Upstream: mujoco_playground/_src/dm_control_suite/walker.py.


WalkerWalk

WalkerWalk

Property Value
Canonical ID mjx/walker_walk-v0
Action space Box(-1.0, 1.0, (6,), float32)
Observation space Box(-inf, inf, (24,), float32)
Episode length 1000
Config {"ctrl_dt": 0.025, "sim_dt": 0.0025, "naconmax": 50_000, "njmax": 100}

Description

The same body as WalkerStand, now walking forward at a target horizontal speed. The agent has to keep the torso tall and roughly vertical while moving — speed alone isn't enough if the walker collapses, and a stable stand isn't enough if it doesn't make progress.

Rewards

Uses a dense reward that multiplies WalkerStand's stand reward by a forward-velocity term:

Python
 1
 2
 3
 4
 5
 6
 7
 8
 9
10
11
standing      = tolerance(torso_height, bounds=(STAND_HEIGHT, inf), margin=STAND_HEIGHT / 2)
upright       = (1 + torso_z_up) / 2
stand_reward  = (3 * standing + upright) / 4
move_reward   = tolerance(
    horizontal_velocity,
    bounds=(WALK_SPEED, inf),
    margin=WALK_SPEED / 2,
    value_at_margin=0.5,
    sigmoid="linear",
)
reward = stand_reward * (5 * move_reward + 1) / 6

Three components combined so neither tall-but-still nor fast-but-fallen is enough:

  • standingtolerance on torso height: 1.0 once the torso clears STAND_HEIGHT, decaying smoothly as it sinks.
  • upright — torso vertical alignment normalised to [0, 1].
  • move_reward — linear ramp from 0.5 (at half target speed) to 1.0 (at WALK_SPEED or above), then rescaled into [0.17, 1.0] via (5 * move_reward + 1) / 6 so the stand reward stays the dominant factor.

Starting state

1
2
3
obs = [-0.8415 -0.5403 -0.7934  0.6087 -0.9945  0.1048 -0.9205 -0.3908
       -0.8747 -0.4847  0.911  -0.4125  0.4919 -0.8707 -0.8415  0.
        0.      0.      0.      0.      0.      0.      0.      0.    ]

Termination

Episode ends when step >= max_steps (default 1000).

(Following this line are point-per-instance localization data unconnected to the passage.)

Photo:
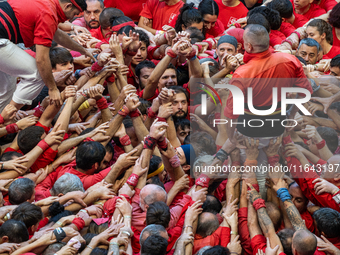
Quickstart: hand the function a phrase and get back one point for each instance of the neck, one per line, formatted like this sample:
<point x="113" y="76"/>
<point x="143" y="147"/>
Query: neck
<point x="303" y="10"/>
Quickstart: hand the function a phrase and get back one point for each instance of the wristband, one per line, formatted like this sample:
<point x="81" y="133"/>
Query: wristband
<point x="38" y="111"/>
<point x="283" y="194"/>
<point x="12" y="128"/>
<point x="133" y="180"/>
<point x="135" y="113"/>
<point x="77" y="74"/>
<point x="151" y="114"/>
<point x="171" y="53"/>
<point x="321" y="144"/>
<point x="124" y="111"/>
<point x="43" y="145"/>
<point x="174" y="161"/>
<point x="203" y="180"/>
<point x="102" y="103"/>
<point x="162" y="144"/>
<point x="259" y="203"/>
<point x="96" y="67"/>
<point x="149" y="143"/>
<point x="111" y="78"/>
<point x="221" y="155"/>
<point x="125" y="140"/>
<point x="273" y="160"/>
<point x="59" y="234"/>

No early termination on falling.

Usage

Python
1
2
import envrax
env = envrax.make("mjx/walker_walk-v0")

Reference

Upstream: mujoco_playground/_src/dm_control_suite/walker.py.


WalkerRun

WalkerRun

Property Value
Canonical ID mjx/walker_run-v0
Action space Box(-1.0, 1.0, (6,), float32)
Observation space Box(-inf, inf, (24,), float32)
Episode length 1000
Config {"ctrl_dt": 0.025, "sim_dt": 0.0025, "naconmax": 50_000, "njmax": 100}

Description

The same body as WalkerStand, now running forward at a higher target horizontal speed than WalkerWalk. The faster cadence forces a more dynamic gait that briefly leaves the ground, which is qualitatively harder than walking despite the identical body — most policies that work for the walking variant don't transfer cleanly to running.

Rewards

Uses the same dense reward shape as WalkerWalk, with RUN_SPEED replacing WALK_SPEED:

Python
 1
 2
 3
 4
 5
 6
 7
 8
 9
10
11
standing      = tolerance(torso_height, bounds=(STAND_HEIGHT, inf), margin=STAND_HEIGHT / 2)
upright       = (1 + torso_z_up) / 2
stand_reward  = (3 * standing + upright) / 4
move_reward   = tolerance(
    horizontal_velocity,
    bounds=(RUN_SPEED, inf),
    margin=RUN_SPEED / 2,
    value_at_margin=0.5,
    sigmoid="linear",
)
reward = stand_reward * (5 * move_reward + 1) / 6

Same three components as WalkerWalk, just at a higher target speed:

  • standingtolerance on torso height: 1.0 once the torso clears STAND_HEIGHT, decaying smoothly as it sinks.
  • upright — torso vertical alignment normalised to [0, 1].
  • move_reward — linear ramp from 0.5 (at half target speed) to 1.0 (at RUN_SPEED or above), then rescaled into [0.17, 1.0] via (5 * move_reward + 1) / 6 so the stand reward stays the dominant factor.

Starting state

1
2
3
obs = [-0.8415 -0.5403 -0.7934  0.6087 -0.9945  0.1048 -0.9205 -0.3908
       -0.8747 -0.4847  0.911  -0.4125  0.4919 -0.8707 -0.8415  0.
        0.      0.      0.      0.      0.      0.      0.      0.    ]

Termination

Episode ends when step >= max_steps (default 1000). No early termination on falling.

Usage

Python
1
2
import envrax
env = envrax.make("mjx/walker_run-v0")

Reference

Upstream: mujoco_playground/_src/dm_control_suite/walker.py.